Soon after the Second Sino-Japanese War is concluded, the resumption of the Chinese Civil War occurred throughout most of the country. Chiang Kai-shek reorganized his American trained and equipped divisions into five elite units: Sun Li-jen's New First Army, Liao Yaoxiang's New 6th Army, Qiu Qingquan's Fifth Army, Hu Lien's 18th Army and Zhang's 74th corps. Like many of his own nationalist classmates, Zhang joined the early successful nationalist advance against the communist controlled areas, and scored a smashing victory in the Battle of Huaiyin–Huai'an in the August 1946 against the communists. In early 1947, Chiang shifted his strategy and launched attacks on Yenan and Shandong under nationalist general Hu Zongnan and commander-in-chief of the nationalist army general Gu Zhutong, Zhang's 74th division speared nationalist advance into Shandong province. Communist commanders Chen Yi and Su Yu avoid to battle the nationalists because they tightly concentrated their formation together, which rendered the communist guerrilla tactics useless. Tang Enbo ordered Zhang Lingfu's 74th independent enhanced division to advance further than their original goal, as a result he was trapped by 5 columns of communist troops, on May 12, 1947, Chiang ordered Huang Baitao's 25th corps, Li Tianxia's 83rd corps, Hu Lien's 11th independent enhanced division, Qiu Qingquan's 5th corps to save Zhang Lingfu from the communist encirclement. But Li Tianxia only sent a token force to help his beleaguered colleague because of jealousy, Huang Baitao did try his best but his relief efforts were beaten back despite being supported by tanks and air cover, Qiu Qingquan and Hu Lien were too far away from the actual battlefield to be much of help. The situation did not look good on the intelligence front either, when high-ranking communist moles in KMT department of defense, such as and Liu Fei leaked vital military plans to the communist commanders.

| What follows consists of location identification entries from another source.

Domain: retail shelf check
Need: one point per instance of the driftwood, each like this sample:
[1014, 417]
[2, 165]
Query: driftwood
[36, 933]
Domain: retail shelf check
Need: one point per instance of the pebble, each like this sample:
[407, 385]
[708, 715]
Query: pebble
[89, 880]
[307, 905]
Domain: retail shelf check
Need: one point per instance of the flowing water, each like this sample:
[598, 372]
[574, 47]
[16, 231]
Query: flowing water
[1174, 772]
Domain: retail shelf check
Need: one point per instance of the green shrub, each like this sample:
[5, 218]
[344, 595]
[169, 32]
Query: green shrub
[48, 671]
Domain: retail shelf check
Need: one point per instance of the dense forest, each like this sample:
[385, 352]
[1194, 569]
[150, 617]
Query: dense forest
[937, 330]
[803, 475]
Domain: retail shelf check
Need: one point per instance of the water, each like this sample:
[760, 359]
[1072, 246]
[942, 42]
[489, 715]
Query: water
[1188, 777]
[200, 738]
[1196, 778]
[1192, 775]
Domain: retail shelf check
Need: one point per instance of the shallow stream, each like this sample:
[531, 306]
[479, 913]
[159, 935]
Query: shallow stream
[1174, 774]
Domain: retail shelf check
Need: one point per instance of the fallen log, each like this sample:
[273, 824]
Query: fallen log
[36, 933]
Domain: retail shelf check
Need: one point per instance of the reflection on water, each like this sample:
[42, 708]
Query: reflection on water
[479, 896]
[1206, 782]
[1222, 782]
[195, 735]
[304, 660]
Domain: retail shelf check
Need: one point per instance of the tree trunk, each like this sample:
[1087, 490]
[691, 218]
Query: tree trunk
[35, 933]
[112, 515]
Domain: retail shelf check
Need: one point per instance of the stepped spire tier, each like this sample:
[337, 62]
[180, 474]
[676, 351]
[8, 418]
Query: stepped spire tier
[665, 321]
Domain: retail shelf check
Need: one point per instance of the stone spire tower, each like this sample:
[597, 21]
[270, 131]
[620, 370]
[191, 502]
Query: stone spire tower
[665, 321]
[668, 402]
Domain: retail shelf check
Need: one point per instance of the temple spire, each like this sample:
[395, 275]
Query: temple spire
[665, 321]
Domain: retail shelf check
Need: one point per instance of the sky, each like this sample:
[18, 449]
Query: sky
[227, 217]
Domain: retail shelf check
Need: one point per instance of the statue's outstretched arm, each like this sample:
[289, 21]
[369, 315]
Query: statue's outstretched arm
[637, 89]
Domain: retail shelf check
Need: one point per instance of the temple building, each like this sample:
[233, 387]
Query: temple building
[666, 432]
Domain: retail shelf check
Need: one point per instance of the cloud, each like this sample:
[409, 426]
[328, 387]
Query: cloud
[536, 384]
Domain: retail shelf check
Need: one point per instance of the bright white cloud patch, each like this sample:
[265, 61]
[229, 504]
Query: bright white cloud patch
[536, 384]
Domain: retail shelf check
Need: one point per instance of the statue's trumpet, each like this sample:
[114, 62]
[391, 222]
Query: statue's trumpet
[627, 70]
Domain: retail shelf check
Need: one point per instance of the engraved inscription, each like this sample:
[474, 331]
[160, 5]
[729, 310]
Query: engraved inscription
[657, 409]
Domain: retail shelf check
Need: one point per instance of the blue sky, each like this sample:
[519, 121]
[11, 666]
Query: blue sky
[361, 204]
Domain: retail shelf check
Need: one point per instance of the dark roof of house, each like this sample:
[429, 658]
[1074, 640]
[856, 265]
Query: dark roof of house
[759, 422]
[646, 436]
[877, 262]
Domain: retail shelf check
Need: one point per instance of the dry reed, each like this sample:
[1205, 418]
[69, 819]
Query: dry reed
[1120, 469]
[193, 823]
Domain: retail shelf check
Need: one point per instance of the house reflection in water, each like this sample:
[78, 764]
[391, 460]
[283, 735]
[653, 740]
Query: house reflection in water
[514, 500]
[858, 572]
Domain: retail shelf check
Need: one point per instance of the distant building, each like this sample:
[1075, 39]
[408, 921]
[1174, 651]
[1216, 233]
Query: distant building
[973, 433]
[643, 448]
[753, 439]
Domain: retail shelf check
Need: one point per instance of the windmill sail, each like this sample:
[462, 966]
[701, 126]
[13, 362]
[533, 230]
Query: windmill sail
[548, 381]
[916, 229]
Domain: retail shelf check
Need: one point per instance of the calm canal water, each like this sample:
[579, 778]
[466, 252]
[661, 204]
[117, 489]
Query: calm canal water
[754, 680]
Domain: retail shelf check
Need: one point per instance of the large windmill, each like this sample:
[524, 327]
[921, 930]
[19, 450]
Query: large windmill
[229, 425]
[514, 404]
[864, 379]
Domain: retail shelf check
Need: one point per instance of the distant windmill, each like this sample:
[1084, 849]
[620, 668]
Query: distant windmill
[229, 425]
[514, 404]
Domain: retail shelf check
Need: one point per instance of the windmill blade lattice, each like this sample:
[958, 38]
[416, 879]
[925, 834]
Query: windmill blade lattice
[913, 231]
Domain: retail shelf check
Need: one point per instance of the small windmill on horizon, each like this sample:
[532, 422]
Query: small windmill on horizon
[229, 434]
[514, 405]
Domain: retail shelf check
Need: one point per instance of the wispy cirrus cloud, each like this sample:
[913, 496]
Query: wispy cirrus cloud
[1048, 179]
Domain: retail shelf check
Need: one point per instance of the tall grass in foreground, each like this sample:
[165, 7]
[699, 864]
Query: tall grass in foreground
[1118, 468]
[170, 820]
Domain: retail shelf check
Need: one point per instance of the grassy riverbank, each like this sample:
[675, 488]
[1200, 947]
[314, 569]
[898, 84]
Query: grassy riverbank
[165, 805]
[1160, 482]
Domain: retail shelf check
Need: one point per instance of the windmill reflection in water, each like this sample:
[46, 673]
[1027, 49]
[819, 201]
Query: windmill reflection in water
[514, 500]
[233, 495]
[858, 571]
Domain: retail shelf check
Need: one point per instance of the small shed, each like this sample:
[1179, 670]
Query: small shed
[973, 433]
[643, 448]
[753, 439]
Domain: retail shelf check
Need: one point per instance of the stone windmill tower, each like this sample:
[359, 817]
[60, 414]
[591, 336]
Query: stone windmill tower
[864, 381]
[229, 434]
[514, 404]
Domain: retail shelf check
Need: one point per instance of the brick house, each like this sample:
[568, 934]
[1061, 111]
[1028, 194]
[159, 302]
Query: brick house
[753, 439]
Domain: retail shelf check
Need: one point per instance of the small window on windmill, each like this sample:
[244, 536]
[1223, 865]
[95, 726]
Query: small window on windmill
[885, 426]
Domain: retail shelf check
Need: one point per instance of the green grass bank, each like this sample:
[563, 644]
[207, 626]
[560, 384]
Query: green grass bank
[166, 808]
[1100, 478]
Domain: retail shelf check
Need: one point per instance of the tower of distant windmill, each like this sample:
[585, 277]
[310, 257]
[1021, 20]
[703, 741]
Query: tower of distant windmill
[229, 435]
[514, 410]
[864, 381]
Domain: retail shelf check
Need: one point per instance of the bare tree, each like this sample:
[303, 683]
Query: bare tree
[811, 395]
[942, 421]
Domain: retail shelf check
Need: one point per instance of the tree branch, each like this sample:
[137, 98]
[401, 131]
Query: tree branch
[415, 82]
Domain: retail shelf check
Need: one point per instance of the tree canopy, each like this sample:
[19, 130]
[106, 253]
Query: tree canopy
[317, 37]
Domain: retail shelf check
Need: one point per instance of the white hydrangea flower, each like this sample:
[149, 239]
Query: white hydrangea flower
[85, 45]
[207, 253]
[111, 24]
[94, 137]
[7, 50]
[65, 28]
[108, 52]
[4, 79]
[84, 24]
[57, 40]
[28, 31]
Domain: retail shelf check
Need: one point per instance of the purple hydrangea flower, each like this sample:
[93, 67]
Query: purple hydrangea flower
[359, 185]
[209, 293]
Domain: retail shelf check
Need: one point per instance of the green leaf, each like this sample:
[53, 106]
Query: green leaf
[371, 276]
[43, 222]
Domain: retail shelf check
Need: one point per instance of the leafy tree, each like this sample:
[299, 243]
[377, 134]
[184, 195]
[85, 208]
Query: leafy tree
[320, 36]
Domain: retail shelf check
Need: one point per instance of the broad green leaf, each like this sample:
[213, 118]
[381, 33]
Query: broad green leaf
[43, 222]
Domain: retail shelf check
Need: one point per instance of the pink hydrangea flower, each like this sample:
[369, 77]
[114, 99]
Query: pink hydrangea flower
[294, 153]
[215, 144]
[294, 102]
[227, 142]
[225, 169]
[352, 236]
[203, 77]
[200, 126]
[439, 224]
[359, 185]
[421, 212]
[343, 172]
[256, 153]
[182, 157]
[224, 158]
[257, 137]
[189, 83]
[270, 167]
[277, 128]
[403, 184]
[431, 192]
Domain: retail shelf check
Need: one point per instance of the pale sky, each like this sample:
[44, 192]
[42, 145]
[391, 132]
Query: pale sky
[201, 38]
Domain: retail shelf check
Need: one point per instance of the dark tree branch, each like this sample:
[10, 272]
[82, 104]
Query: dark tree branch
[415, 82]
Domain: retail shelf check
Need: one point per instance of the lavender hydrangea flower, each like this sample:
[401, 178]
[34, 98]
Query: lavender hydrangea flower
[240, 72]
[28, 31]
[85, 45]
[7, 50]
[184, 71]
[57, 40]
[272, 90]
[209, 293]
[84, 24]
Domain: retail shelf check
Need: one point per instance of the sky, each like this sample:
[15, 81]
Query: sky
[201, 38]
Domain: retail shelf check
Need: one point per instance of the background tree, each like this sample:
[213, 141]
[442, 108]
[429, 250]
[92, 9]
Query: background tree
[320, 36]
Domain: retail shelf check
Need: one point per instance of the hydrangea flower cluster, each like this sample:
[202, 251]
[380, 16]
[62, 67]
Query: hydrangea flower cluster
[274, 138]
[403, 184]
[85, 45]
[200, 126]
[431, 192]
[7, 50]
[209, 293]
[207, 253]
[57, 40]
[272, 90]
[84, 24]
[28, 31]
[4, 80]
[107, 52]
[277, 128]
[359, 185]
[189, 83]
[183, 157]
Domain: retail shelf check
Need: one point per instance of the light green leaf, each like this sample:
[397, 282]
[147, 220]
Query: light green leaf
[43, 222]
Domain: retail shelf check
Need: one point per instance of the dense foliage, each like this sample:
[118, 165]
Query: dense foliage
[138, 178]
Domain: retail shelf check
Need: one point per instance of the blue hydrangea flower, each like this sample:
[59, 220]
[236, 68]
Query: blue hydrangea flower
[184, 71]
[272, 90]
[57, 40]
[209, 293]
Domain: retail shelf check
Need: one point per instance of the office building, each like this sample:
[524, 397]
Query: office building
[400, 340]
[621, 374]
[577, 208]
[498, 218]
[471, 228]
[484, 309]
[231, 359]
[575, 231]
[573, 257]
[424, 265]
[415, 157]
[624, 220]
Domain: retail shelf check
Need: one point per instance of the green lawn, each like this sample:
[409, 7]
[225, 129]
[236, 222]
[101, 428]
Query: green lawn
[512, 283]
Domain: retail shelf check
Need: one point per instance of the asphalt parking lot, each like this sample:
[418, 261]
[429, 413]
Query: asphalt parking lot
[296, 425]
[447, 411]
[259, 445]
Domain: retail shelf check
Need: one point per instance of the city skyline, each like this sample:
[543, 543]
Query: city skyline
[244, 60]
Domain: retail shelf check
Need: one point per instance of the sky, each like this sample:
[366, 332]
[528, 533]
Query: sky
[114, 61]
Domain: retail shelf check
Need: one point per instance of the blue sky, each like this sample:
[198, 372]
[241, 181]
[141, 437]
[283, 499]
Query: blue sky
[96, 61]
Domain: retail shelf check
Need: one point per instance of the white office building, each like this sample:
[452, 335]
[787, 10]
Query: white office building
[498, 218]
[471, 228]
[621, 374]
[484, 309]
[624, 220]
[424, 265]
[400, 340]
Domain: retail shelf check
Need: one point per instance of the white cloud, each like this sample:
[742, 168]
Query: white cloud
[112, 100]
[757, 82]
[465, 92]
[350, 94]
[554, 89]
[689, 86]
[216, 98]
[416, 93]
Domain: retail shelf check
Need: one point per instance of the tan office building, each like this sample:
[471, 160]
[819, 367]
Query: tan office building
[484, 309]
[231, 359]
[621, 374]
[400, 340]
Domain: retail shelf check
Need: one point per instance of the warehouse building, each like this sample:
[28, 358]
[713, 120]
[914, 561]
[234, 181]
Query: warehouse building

The difficult terrain in the mountainous areas also made Zhang unable to use his heavy weaponry; on the morning of May 16, 1947, Chiang issued another order on the pain of death to his commanders to save Zhang Lingfu and the 74th division, but none of the nationalist generals could make it in time. Zhang was killed in action in his cave hideout around 3:00 p.m. that same afternoon, although some sources cited that he committed suicide.

==Aftermath==
Chiang Kai-shek lost one of his most able generals in the Menglianggu Campaign and his elite 74th independent enhanced division was wiped out from nationalist order of battle. Although the unit was rebuilt later on, but it never regained the former strength of the old 74th independent enhanced division, and was again destroyed in the Huaihai Campaign next year. Because of this disastrous defeat, Chiang responded by relieving Gu Zhutong as commander-in-chief of the army, Tang Enbo lost his position as commander of the first army, Li Tianxia was court-martialled and would not be holding any command position for the next two years, while Huang Baitao received a serious reprimand but was allowed to stay on as commander of the 25th corps. Chiang Kai-shek personally arranged a state funeral for Zhang after recovering his remains from the Communist forces, and renamed the Mengyin County of Shandong province in his honor, and a naval destroyer was also named in his honor.